• Guy G. Gorman

Supporting Acts



Life is great! It hasn't always gone as planned (assuming I had a plan :-D), but it has always turned out better than I could have ever imagined!


That said, a particular "what if" has often crossed my mind.


I don't remember a time when I didn't own "Meet the Beatles." As a young boy, I wanted nothing more than to be like the Beatles. At around eight or nine years old, I had the chance to take music lessons. I wanted to play guitar of course. My parents didn't think guitar, for lack of a better term, was a "respectable instrument. "(At least that was my understanding at the time.) Instead they steered me towards violin, saying that I could then more easily learn guitar later. I had very little enthusiasm for violin and I didn't like my teacher. I soon switched to trumpet, which my friends played, but I lost my modest interest once we moved to Pennsylvania.


My love of music continued passively. For the next decade I spent hour upon hour listening to music in my basement, often in a rocking chair with headphones. I wanted to play guitar but didn't have the initiative or confidence to do it.


As I signed up for classes at University of Notre Dame, I noticed that they offered drum lessons. I thought, "Drums are easy." (Don't hate me drummers--I'm still one too.) Soon I got a harmonica. I started playing guitar about a year after that. Thus began my life as a musician.


What if I had starting playing guitar a decade earlier?


Here are some other stories for contrast:


D. Boon and Mike Watt began playing music sometime around middle school. Boon's mom was extremely supportive and encouraged them to practice in the Boon household. Watt agreed to play bass before he knew what one looked like. Early on Boon and Watt didn't realize that the tuning heads on their instrument were for exactly that: tuning. They thought that you tightened or loosened them according to your personal comfort preference. Imagine the electric cacophony! Ms. Boon was clearly a saint! Boon and Watt went on to form the Minutemen and eventually were highly respected for their musicianship.

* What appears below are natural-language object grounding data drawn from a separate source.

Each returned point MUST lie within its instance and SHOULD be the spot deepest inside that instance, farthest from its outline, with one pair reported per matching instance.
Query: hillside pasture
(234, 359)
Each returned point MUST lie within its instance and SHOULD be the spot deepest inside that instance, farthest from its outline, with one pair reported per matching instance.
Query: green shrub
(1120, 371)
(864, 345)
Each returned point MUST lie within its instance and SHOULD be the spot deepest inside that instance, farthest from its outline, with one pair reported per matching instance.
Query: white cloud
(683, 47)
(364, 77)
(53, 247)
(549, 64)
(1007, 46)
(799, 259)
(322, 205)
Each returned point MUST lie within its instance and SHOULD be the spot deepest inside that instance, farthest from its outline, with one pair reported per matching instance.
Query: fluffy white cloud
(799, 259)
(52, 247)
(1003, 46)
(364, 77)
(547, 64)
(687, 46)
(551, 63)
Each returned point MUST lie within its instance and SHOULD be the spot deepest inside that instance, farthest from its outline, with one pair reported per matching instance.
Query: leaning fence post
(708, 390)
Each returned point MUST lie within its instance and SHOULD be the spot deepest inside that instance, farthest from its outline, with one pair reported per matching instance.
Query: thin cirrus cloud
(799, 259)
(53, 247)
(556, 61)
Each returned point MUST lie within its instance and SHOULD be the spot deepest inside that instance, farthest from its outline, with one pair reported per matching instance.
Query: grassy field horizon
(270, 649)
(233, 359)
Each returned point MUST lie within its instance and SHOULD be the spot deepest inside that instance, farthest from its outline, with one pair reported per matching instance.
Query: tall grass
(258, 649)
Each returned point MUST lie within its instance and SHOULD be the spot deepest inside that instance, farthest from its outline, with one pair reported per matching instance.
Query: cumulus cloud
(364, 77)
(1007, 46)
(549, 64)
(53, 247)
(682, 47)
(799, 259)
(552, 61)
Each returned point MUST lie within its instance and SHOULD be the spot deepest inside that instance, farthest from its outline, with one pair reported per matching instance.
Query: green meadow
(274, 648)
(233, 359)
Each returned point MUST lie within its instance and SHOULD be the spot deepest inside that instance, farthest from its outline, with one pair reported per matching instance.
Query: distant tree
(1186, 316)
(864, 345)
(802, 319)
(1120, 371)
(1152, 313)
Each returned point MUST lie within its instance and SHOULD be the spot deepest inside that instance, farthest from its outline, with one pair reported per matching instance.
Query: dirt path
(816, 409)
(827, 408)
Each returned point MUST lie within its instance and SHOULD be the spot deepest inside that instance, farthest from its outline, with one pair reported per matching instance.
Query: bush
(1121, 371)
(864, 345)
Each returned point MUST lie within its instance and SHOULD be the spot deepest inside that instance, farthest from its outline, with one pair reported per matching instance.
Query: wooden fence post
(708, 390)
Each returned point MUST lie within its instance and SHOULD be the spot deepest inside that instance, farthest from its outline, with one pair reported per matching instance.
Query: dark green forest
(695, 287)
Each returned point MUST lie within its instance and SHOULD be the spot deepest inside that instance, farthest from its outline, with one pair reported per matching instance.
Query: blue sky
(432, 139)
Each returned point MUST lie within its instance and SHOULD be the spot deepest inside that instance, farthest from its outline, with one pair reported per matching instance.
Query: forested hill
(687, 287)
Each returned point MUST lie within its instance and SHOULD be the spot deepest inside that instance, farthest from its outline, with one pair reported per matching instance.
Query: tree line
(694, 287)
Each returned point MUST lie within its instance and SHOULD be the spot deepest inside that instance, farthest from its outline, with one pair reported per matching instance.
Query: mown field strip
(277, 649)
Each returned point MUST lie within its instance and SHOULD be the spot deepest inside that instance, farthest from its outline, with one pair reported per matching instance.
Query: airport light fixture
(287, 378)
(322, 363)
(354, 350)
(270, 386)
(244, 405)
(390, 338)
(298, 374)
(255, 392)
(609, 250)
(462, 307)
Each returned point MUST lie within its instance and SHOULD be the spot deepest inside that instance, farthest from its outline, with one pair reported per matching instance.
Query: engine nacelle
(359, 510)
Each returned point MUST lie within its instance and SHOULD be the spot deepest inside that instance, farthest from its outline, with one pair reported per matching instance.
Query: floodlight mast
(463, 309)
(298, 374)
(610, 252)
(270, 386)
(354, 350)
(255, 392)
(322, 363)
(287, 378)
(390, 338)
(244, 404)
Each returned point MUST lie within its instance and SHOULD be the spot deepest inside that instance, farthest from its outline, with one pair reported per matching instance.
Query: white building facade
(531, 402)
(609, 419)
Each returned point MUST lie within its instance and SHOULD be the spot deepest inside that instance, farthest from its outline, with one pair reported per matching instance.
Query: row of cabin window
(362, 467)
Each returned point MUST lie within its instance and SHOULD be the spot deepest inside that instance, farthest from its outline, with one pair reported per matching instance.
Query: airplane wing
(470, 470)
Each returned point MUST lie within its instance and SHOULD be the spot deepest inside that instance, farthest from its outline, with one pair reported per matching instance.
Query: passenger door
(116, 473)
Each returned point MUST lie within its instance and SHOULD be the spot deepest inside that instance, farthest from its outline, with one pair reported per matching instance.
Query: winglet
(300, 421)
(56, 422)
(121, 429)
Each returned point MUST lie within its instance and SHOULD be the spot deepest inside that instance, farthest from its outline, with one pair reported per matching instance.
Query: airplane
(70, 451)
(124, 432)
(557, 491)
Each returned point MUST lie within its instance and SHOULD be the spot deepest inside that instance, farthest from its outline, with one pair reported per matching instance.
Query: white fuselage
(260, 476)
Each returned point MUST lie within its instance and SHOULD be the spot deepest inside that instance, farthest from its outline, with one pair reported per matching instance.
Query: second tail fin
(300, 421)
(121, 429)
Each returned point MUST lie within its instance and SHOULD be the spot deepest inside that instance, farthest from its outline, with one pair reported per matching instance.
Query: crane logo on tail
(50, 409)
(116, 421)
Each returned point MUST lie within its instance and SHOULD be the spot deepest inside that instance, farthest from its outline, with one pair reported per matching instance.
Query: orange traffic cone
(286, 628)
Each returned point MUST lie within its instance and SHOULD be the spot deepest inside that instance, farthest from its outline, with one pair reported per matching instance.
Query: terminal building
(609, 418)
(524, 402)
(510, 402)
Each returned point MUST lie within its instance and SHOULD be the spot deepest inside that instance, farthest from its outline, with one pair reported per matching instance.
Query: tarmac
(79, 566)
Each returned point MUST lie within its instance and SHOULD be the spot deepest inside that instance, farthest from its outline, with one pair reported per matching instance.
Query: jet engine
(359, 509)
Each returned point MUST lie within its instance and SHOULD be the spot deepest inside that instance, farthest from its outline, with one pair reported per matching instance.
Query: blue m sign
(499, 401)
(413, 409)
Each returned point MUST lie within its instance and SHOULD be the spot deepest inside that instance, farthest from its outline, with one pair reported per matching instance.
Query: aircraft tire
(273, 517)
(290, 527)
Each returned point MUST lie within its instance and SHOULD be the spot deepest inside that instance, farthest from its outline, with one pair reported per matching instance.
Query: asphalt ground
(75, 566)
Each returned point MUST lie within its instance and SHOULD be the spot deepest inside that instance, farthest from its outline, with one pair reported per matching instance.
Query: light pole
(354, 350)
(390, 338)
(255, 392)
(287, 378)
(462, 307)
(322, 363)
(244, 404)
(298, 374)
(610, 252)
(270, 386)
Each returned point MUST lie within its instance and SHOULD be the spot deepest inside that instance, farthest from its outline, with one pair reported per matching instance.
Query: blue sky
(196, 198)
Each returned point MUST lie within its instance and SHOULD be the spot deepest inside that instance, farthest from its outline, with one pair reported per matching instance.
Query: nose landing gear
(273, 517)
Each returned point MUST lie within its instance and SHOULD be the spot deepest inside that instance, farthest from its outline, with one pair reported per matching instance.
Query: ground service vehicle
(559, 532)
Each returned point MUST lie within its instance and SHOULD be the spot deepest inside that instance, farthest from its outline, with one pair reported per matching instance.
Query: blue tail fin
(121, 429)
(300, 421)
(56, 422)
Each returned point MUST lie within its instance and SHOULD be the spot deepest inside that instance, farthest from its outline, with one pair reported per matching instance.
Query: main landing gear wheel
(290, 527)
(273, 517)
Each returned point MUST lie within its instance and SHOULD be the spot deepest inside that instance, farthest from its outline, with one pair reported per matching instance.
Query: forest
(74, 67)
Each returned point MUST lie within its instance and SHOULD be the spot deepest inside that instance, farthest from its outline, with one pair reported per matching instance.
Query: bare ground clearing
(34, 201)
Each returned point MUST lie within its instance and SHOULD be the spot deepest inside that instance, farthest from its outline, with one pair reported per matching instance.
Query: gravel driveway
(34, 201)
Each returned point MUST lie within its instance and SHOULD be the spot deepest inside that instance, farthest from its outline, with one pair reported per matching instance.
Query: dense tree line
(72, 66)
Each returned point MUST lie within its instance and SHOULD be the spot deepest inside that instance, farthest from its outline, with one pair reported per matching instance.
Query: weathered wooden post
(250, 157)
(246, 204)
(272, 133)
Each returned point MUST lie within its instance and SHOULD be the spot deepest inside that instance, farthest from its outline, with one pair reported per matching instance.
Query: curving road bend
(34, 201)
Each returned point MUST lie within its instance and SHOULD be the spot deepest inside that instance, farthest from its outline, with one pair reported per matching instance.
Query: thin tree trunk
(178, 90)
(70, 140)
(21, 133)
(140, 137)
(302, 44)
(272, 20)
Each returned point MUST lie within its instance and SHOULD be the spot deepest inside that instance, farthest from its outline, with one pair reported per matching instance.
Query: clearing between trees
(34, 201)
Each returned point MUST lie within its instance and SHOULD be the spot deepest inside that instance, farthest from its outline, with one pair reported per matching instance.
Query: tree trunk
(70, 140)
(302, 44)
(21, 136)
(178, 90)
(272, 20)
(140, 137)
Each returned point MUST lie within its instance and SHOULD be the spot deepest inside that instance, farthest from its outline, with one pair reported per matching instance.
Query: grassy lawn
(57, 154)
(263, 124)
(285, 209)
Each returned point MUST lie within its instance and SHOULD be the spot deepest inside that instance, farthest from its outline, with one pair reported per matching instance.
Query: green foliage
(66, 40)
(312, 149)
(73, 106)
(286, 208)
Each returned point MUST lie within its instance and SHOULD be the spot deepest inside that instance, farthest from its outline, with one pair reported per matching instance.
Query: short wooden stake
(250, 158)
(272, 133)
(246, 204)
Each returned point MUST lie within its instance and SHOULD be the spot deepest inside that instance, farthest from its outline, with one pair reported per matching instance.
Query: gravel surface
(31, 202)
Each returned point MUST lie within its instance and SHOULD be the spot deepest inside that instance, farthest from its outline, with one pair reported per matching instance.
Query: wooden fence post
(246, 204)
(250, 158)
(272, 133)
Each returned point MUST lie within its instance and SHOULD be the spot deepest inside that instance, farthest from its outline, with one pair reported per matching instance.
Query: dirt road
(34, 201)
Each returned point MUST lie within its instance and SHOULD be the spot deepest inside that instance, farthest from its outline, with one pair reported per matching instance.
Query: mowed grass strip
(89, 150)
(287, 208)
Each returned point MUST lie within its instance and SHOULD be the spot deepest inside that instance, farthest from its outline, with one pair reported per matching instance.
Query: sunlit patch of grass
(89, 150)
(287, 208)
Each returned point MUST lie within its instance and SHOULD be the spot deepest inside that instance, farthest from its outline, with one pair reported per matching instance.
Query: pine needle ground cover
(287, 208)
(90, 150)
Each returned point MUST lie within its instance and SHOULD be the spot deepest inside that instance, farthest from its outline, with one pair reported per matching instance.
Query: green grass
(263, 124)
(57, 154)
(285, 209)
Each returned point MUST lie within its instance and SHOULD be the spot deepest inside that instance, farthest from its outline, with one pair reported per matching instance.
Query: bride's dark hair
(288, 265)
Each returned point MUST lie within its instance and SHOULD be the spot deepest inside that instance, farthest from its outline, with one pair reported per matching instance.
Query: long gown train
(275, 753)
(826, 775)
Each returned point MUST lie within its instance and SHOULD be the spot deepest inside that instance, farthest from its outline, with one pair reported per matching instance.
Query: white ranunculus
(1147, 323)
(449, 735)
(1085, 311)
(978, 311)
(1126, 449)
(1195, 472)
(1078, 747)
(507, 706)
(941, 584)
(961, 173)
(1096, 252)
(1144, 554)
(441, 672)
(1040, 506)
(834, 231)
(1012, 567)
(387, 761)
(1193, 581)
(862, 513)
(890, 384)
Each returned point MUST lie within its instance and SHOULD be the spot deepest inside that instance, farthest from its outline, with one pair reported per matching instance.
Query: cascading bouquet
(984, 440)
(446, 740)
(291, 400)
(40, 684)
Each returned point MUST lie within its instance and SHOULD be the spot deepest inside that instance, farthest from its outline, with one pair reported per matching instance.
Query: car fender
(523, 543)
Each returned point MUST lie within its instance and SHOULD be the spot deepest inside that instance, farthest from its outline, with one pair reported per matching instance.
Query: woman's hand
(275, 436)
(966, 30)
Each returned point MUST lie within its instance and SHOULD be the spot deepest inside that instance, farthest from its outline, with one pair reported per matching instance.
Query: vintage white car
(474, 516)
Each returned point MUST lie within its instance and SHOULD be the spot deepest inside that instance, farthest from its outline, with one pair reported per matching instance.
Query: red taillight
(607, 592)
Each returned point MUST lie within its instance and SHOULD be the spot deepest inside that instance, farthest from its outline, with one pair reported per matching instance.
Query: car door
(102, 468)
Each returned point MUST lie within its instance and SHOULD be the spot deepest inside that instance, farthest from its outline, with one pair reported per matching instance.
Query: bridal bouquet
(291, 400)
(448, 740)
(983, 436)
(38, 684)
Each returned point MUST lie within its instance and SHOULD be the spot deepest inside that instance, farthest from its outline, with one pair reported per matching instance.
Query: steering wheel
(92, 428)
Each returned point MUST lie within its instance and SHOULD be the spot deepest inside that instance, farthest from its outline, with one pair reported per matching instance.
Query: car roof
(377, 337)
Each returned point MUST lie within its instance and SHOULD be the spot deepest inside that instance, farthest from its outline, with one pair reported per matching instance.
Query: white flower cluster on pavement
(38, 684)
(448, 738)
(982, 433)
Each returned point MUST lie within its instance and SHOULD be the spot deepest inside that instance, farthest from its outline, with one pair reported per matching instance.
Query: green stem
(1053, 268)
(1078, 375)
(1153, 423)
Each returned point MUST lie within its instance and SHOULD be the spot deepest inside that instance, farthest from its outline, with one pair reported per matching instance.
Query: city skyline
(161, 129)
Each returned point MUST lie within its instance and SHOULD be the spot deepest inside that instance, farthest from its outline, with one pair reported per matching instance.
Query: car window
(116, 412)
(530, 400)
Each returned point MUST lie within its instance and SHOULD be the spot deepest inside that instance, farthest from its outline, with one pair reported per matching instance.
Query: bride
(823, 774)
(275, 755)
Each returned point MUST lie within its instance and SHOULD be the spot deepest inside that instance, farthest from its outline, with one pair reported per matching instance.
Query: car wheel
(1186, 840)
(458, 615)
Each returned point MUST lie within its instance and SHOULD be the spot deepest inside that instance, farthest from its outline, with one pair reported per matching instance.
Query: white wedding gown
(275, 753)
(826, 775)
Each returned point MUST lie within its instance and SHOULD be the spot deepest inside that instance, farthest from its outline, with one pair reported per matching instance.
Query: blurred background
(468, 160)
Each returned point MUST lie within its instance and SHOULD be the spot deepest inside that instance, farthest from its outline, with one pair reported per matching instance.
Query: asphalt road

James Osterberg's parents gave up the master bedroom in their mobile home so that young Jim could play his drums. Their son became the legendary Iggy Pop.


Mozart's dad was the most respected music teacher in Europe.


William Butler Yeats, the famous Irish poet, came from a very artistic family. His father is said to have shielded him from interruption when William spent long hours or days in his room, saying something to the effect, "Leave him alone, Willie is working on a poem."


Kobe Bryant's first year of basketball was a disaster. He didn't even score a point. At the end of that first season, Kobe's dad, Joe, (who was an NBA player himself) said something like, "Whatever you do, I'll still love you." That simple statement gave Kobe the freedom to pursue his sport without fear, and the rest is basketball history.


Supporting acts by parents are a huge factor in their children's success.

And let me be clear: I still benefit immensely from my parents' support. My family paid for most of my college education. I still play the guitar and drums that they bought me back in college. And maybe their delayed support for my guitar-playing aspirations was the most appropriate support. (It certainly was in the case of my wanting to be a boxer!)


I began this blog with the intention of exhorting parents to support their children's dreams. As I've thought more about it, I realize how tricky that is. Things didn't always turn out well for some of the other people I've mentioned here. How do you support a child whose dreams differ dramatically from your experience or wishes for them? How do you protect them from danger or failure without quashing their self-confidence? I'm sure the answer is different for every child.


But you certainly can't go wrong by starting with Joe Bryant's approach.